Tuesday, December 20, 2005

The State of Capital in the US

Over the Thanksgiving weekend I had a discussion with one brother about the current economic situation. He commented that he was concerned about the twin deficits of trade (current fund) and government. I told him I was less concerned. Over the next couple of weeks we have had a lot of email exchanges about the issue.

His concern is that we seem to be "buying more than we sell" abroad and seem to be giving up some key industries. He is also concerned that the federal deficit is, if anything, understated. On that I agree. However, the situation is a bit more complex.

On the trade deficit, we do have a continuing problem with buying lots of stuff from other people in the world. A lot of the democrat critics seem to think that somehow it would be better to get shirts made in the US instead of where they are made now. And that we would be much better off as a result of keeping a lot on industries in our midst and our country. I think that is wrong for a number of reasons. First, is measurement. I am not sure we actually have an accurate count of the whereget and wheregone of trade. About a third of the total current fund balance is intercompany transfers. When GM makes a Suburban in Leon that shows up as a deficit. At the same time I am not sure that the numbers we collect accurately count the number of idea moves and their value. A recent book from the World Bank makes that point - and I will deal with that in a later post - but we are quickly moving from the physical production (which we are not as good at) to the intellectual production of goods. Those, at this point, have a much higher return. A second broad issue in my thinking relates to demographics. The US has been a huge importer of people. More than Europe. More than Asia. That has done a couple of things for us - it has created some new complexities of life through languages and customs that seem out of place. But at the same time it has lowered our demographic profile at a time when places like most of Europe and China are experience demographic imbalances. Europe has an aging population and a welfare system run amok. China has an aging population and an imbalance of males to females. In the long term neither trend is helpful to economic growth. Thus, I think the net gains from trade are significant - we are transitioning into an economy (if not already there) where mobility of capital is real and consistent. In the long term that can mean some greater variability but the net benefit outweighs the net potential risks. It seems silly to me to think about trying to get back the auto or steel jobs or other industries that have moved to off shore. At the same time we need to be energetic in promoting better educational opportunities to assure that we continue to be at the forefront of new areas of economic growth. Both of us agree that we have not been as good at that in the last couple of years as we should have been.

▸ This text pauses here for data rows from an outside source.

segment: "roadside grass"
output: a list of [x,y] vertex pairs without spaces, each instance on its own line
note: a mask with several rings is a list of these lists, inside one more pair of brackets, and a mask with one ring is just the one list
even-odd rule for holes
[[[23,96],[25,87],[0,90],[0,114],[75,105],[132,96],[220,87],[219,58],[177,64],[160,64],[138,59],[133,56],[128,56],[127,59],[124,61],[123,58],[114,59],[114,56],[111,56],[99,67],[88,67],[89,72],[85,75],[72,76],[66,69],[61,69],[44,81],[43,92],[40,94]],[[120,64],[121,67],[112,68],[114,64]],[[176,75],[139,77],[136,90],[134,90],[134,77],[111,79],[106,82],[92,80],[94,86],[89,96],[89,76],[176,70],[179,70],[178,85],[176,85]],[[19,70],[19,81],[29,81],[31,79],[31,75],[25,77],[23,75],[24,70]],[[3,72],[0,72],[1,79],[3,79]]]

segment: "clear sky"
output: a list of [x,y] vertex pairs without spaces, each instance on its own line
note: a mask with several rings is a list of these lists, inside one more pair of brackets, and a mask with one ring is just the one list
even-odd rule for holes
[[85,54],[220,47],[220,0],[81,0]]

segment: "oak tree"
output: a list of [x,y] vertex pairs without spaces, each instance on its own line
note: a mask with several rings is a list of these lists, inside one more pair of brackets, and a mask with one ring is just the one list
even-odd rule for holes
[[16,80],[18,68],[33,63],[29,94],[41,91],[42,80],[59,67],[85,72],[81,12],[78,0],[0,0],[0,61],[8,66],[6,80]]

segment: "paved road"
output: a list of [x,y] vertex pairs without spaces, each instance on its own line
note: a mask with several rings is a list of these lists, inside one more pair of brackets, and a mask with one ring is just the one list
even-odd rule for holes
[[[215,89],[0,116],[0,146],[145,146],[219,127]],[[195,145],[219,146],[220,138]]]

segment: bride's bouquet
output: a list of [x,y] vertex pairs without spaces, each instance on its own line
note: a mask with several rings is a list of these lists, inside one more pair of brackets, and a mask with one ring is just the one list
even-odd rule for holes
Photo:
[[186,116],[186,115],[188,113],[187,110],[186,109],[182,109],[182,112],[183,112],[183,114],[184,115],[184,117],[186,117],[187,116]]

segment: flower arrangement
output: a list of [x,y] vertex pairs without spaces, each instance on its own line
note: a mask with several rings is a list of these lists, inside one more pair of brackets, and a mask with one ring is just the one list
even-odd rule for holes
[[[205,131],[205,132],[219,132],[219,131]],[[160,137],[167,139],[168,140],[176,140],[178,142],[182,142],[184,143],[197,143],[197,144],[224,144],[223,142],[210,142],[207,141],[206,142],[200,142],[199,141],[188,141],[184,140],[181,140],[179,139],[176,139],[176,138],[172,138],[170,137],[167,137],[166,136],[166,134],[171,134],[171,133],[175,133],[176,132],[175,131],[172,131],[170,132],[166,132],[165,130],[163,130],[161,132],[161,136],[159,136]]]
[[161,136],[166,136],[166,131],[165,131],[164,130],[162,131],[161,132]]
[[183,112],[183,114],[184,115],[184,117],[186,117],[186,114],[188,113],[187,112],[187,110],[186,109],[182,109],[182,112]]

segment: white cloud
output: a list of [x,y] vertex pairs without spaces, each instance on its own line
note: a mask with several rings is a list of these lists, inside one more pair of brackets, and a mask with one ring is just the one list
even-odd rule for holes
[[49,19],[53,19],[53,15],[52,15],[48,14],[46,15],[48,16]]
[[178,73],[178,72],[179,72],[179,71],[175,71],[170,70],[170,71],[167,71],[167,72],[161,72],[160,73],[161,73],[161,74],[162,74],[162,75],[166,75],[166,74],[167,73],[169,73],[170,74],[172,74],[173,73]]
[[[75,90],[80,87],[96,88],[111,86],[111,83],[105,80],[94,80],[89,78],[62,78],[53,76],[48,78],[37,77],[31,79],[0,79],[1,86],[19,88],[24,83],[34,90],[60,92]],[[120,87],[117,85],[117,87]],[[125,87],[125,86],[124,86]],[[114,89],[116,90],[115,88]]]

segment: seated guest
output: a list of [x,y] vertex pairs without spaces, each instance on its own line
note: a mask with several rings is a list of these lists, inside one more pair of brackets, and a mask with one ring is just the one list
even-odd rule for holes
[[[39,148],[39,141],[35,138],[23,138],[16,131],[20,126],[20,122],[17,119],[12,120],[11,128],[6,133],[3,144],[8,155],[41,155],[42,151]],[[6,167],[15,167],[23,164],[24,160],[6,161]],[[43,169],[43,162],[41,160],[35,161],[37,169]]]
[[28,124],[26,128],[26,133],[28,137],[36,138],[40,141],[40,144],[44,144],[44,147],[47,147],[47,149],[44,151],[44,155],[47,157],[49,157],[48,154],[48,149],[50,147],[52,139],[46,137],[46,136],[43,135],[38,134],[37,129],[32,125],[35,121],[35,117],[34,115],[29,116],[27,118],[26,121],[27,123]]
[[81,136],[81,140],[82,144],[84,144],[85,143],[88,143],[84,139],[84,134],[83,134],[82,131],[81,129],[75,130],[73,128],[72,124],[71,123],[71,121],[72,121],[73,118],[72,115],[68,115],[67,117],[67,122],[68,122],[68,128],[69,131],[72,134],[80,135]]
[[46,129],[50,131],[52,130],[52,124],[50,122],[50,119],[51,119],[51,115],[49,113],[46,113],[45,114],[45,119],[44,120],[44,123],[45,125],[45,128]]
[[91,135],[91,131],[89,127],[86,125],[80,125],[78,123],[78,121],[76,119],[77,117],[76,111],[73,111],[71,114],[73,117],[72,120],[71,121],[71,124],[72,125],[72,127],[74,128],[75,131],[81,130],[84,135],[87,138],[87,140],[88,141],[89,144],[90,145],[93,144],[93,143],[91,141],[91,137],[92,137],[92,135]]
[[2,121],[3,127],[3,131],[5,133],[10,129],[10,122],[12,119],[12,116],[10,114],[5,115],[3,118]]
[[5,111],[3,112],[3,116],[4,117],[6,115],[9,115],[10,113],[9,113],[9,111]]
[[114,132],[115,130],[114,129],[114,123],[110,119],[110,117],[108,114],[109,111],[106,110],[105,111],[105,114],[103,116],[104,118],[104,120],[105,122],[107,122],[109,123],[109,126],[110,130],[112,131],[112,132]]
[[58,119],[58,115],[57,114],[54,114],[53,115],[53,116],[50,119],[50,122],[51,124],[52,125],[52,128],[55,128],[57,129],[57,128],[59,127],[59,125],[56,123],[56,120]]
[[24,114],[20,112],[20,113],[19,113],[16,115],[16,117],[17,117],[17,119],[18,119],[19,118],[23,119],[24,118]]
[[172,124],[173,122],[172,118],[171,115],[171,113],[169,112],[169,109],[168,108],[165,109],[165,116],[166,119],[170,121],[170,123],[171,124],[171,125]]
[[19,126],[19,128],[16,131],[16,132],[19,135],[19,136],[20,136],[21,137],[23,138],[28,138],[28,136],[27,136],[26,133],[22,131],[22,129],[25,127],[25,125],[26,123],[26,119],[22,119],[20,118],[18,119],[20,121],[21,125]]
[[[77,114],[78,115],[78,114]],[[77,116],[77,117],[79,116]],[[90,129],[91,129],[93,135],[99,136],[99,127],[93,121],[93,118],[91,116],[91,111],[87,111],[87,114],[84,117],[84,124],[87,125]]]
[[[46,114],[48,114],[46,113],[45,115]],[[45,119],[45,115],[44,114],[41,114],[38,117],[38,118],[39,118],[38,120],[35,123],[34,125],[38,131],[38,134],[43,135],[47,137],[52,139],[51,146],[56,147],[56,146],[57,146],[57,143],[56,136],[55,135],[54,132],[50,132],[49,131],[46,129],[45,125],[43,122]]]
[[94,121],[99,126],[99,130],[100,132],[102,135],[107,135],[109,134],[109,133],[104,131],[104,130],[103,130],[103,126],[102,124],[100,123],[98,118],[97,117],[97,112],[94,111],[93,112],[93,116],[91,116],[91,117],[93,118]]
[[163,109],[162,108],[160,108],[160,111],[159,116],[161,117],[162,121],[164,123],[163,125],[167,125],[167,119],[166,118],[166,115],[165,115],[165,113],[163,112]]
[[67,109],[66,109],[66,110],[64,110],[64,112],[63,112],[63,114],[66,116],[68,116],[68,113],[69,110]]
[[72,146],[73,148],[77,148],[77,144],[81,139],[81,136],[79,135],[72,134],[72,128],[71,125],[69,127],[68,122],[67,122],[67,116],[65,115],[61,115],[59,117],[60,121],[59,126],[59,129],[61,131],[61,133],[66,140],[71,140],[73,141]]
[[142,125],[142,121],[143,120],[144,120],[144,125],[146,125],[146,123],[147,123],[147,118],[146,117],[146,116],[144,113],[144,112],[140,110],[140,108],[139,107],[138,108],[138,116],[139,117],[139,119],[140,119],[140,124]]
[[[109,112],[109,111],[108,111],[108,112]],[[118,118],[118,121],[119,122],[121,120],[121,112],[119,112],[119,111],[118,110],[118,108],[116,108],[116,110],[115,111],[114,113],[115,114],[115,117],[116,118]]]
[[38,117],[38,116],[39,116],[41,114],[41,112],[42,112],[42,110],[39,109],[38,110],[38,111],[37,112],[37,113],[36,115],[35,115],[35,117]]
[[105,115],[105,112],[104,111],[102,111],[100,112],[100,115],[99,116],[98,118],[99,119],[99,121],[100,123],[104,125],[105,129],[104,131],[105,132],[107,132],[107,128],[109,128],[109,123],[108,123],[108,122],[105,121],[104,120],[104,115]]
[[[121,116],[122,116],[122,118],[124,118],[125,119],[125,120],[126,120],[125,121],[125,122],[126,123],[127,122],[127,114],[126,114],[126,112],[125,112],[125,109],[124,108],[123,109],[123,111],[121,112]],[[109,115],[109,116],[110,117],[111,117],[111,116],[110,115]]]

On the federal deficit, there are two trends. I do not think we have properly accounted for some potential liabilities including the new Medicare program and Social Security (curiously my brother thinks with "minor" changes the Social Security problem will go away). But at the same time, I think some of the contributors to the deficit are justified - the efforts in Iraq - if successful - will pay some significant dividends. (I realize that is an if). I liked Bush's emphasis on creating an "ownership" society although wish he would have put a bit more political muscle into his proposals. I am also worried, as I have commented before, that this president has been a bit too willing to allow new types of federal spending to be created on his watch.

On the whole I am less worried about the trade deficit and concerned about the federal budget deficit than my brother. He speculates that the long term problems will increase interest rates significantly and could produce a round of pretty agressive inflation. I think we have positioned ourselves a bit better than he does. There are risks ahead but I believe they are managable. The World Bank book makes some interesting comments including one that capital is not simply a set of physical assets but it is also (economic) climate and the intangibles that are created when people have the opportunity to be creative.